WASHINGTON DC — Kalyanee Mam, a Cambodian-American filmmaker, has created a new short film that explores the potential destruction of a remote valley in western Cambodia for the construction of a Chinese hydropower dam.
In an interview with VOA Khmer, she says the Areng Valley represents what is happening across much of Cambodia, deforestation and other destruction to make way for development.
“We all must help preserve our natural resources, because that is what we have,” she said. In past visits, she said, she saw a lot of remaining forests, particularly in the northeast, “but now our forests are gone.”
Now, in the Areng Valley, in the western province of Koh Kong, similar development is going forward. Once built, the hydropower dam will affect 26,000 hectares of land and 1,500 people of the Chong ethnic minority.
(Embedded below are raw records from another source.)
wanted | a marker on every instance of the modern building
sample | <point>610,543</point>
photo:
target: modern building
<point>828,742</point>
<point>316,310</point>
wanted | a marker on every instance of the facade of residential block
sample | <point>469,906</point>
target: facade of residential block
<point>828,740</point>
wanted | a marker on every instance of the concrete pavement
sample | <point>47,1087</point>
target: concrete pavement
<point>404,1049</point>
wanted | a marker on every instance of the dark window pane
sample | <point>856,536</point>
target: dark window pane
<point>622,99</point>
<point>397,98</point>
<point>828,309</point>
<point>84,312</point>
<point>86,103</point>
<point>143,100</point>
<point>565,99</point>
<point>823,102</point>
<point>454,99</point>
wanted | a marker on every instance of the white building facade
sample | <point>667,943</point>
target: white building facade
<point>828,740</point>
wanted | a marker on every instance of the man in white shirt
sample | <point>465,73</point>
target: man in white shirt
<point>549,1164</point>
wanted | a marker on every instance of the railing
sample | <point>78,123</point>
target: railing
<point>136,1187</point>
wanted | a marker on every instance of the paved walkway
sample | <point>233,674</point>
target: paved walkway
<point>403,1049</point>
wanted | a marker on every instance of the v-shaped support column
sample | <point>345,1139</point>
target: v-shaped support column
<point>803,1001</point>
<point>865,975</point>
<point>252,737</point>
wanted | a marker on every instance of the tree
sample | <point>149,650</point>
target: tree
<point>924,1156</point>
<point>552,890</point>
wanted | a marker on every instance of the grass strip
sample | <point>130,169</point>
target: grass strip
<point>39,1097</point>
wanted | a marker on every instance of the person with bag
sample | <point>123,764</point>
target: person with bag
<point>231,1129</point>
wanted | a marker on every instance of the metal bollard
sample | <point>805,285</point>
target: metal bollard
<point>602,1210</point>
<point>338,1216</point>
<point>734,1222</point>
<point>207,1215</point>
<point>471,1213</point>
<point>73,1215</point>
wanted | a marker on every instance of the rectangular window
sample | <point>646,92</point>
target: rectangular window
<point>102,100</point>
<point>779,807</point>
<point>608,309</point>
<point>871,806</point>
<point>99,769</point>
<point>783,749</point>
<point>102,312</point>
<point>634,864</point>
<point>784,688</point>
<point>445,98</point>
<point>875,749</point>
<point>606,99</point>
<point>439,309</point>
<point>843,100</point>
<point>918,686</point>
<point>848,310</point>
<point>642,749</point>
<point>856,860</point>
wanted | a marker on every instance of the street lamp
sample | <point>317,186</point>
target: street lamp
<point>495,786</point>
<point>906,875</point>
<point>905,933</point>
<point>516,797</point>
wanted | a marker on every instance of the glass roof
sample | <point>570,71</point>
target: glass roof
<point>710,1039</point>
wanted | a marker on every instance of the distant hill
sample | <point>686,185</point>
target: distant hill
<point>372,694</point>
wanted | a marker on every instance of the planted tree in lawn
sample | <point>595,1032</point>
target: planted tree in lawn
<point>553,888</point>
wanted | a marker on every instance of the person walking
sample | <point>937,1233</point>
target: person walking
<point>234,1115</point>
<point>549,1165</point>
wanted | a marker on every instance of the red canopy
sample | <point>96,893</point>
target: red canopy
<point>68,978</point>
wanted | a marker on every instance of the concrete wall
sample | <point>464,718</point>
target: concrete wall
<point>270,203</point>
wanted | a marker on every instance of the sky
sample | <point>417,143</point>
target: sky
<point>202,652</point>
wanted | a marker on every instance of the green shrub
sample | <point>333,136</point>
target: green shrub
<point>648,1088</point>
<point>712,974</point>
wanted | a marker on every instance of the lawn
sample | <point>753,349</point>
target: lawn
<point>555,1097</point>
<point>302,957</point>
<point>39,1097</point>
“They want nothing,” Kalyanee Mam said. “They don’t want money. They don’t want to be evicted. They only want to live in their place.” They will not be the beneficiaries of the dam, she said. One woman in her film said “her life is nothing without nature…and the two cannot be split apart.”
The Chong people rely on the land and the forest and the Areng River, Kalyanee Mam said. “The eviction will change their lives completely.”
She produced the film in March, and it was recently featured on the website of the New York Times, as one of their Op-Docs. The film shows life for the Chong, as well as protests against the construction of the dam.
One Chong woman, Reem Sav See, describes her resistance to the dam. “If we are relocated,” she says, “we will suffer beyond compare.”